Monday, August 20, 2007
'This time round Richard Dawkins controls his temper, focusing it like a laser beam'
Saturday August 11, 2007
Welcome to a dangerous new era - the Unlightenment - in which centuries of rational thought are overturned by idiots. Superstitious idiots. They're everywhere - reading horoscopes, buying homeopathic remedies, consulting psychics, babbling about "chakras" and "healing energies", praying to imaginary gods, and rejecting science in favour of soft-headed bunkum. But instead of slapping these people round the face till they behave like adults, we encourage them. We've got to respect their beliefs, apparently.
Well I don't. "Spirituality" is what cretins have in place of imagination. If you've ever described yourself as "quite spiritual", do civilisation a favour and punch yourself in the throat until you're incapable of speaking aloud ever again. Why should your outmoded codswallop be treated with anything other than the contemptuous mockery it deserves?
Maybe you've put your faith in spiritual claptrap because our random, narrative-free universe terrifies you. But that's no solution. If you want comforting, suck your thumb. Buy a pillow. Don't make up a load of floaty blah about energy or destiny. This is the real world, stupid. We should be solving problems, not sticking our fingers in our ears and singing about fairies. Everywhere you look, screaming gittery is taking root, with serious consequences. The NHS recently spent £10m refurbishing the London Homeopathic Hospital. The equivalent of 500 nurses' wages, blown on a handful of magic beans. That was your tax money. It was meant for saving lives.
Inevitably, the world of science and logic is slowly fighting back. Hence the recent slew of anti-God books, one of which, The God Delusion, was written by Richard Dawkins, writer-presenter of The Enemies Of Reason (Mon, 8pm, C4). Dawkins has softened his style somewhat since his previous series, The Root of All Evil, in which he toured the globe interviewing religious extremists. Trouble was, their views made him so uppity, he occasionally came off worst. They remained eerily calm, while he huffed furiously. And because he looks and sounds precisely like Professor Yaffle from Bagpuss, the end effect was often unintentional hilarity.

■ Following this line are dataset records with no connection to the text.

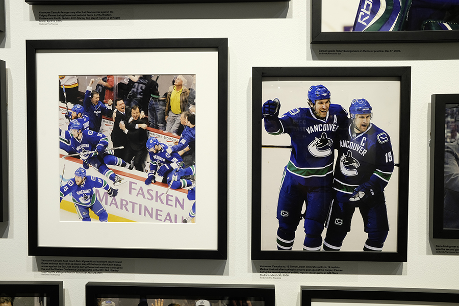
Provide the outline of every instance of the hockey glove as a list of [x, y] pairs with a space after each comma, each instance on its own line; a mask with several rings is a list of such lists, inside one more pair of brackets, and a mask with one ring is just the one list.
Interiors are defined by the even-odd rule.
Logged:
[[280, 102], [276, 98], [272, 100], [268, 100], [263, 104], [262, 113], [263, 117], [267, 119], [277, 117], [279, 115], [279, 110], [280, 109]]
[[165, 164], [160, 167], [159, 169], [158, 169], [158, 174], [160, 176], [164, 177], [164, 175], [166, 175], [166, 173], [167, 173], [169, 170], [172, 169], [172, 167], [169, 166], [167, 164]]
[[354, 189], [354, 192], [349, 200], [351, 202], [363, 202], [374, 194], [372, 185], [369, 182], [367, 182]]
[[145, 185], [148, 185], [152, 183], [155, 183], [156, 182], [156, 180], [155, 178], [155, 174], [149, 175], [148, 177], [145, 180]]
[[97, 154], [102, 154], [105, 151], [105, 147], [101, 144], [98, 144], [96, 147], [96, 150], [97, 151]]
[[118, 195], [118, 189], [110, 187], [109, 188], [109, 190], [107, 191], [107, 193], [109, 196], [113, 197]]
[[185, 175], [185, 169], [183, 168], [176, 168], [174, 169], [174, 176], [177, 177], [182, 177]]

In The Enemies of Reason he's still angry - how couldn't he be? - but this time round Dawkins controls his temper, focusing it like a laser beam, taking on spirituality and superstition in all its forms. The overall tone is less hectoring, more persuasive, and occasionally outright playful. It's more likely to win people over.
The end result is possibly the most important broadcast of the year so far; important because it presents a passionate argument we really all ought to be having right now, if we want to prevent a great slide backwards into mud-eating barbarism. And if you think that's hyperbole, I suggest you pick up a newspaper and see how many of the world's problems are currently being caused or exacerbated by the rejection of rational thought. From fundamentalist death cults to arrogant invasions: a startling lack of logic unites them all.
Cold, clear, rational thought is the most important thing we have; the one thing that can save us. If I was made Emperor of All Media, I'd broadcast something akin to The Enemies Of Reason on every channel, every day, for 10 years. This is an urgent message that must be heard if we want to survive, as a species. Oh. And I'd also broadcast a load of Tex Avery cartoons, just to show off my lighter side. Man, I loves dat Droopy.